Octoscroller takes the Hexascroller to the next level

octosc2

The folks at NYCResistor have a new toy in the Octoscroller. For a couple of years now the NYCResistor crew has used the HexaScroller as a clock and general alert system. Now that RGB LED panels are cheaply available, the group decided to upgrade both the number of sides and the number of colors.

Octoscroller uses eight 16×32 RGB LED panels. These panels are relatively easy to interface to, but require constant refresh even to display a static image. This makes them both memory and CPU intensive for smaller microcontrollers. Brightness control via PWM only increases the difficulty.

On the plus side, the panels are structurally strong. This allows the Octoscroller to avoid the plywood ring which made up the frame of the Hexascroller. 3D printed brackets and hardware were all that was needed to complete the Octoscroller frame.

The brain of the this beast is a BeagleBone Black running LEDscape along with some custom software. Imagery comes from the Disorient Pyramid.

If you’re in the New York area, NYCResistor plans to offer classes on building your own Octoscroller.  You can also see the Octoscroller in person at MakerFaire NYC this weekend.
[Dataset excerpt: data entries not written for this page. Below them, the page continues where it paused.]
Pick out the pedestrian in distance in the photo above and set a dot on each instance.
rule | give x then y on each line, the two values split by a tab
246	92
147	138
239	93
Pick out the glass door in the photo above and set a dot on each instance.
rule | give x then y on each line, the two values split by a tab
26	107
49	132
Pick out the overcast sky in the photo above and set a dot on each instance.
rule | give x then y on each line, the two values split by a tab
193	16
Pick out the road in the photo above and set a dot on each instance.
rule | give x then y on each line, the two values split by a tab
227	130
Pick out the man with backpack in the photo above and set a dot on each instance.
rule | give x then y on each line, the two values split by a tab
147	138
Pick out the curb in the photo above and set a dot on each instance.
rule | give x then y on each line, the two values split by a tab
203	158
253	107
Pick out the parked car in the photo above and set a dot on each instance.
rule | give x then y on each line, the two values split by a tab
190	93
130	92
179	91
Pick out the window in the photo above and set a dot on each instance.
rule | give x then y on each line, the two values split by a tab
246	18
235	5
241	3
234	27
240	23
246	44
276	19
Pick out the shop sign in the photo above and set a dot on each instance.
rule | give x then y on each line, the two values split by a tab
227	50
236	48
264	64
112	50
8 thoughts on “Octoscroller takes the Hexascroller to the next level

  1. I misread the title as “hexapod” instead of “hexascroller” and thought it was an insane light-up bug robot. Was disappointed. :V

  2. On the subject of refresh; intel made a push to have monitors refresh themselves so computers can be mad powersaving by switching off the display electronics when nothing is happening on the screen. It seemed interesting but I fear it’s hard to convince monitor makers.
    But anyway, if that would to take off it would be interesting for hackers too I imagine, being able to push an image to a monitor and then switch off again.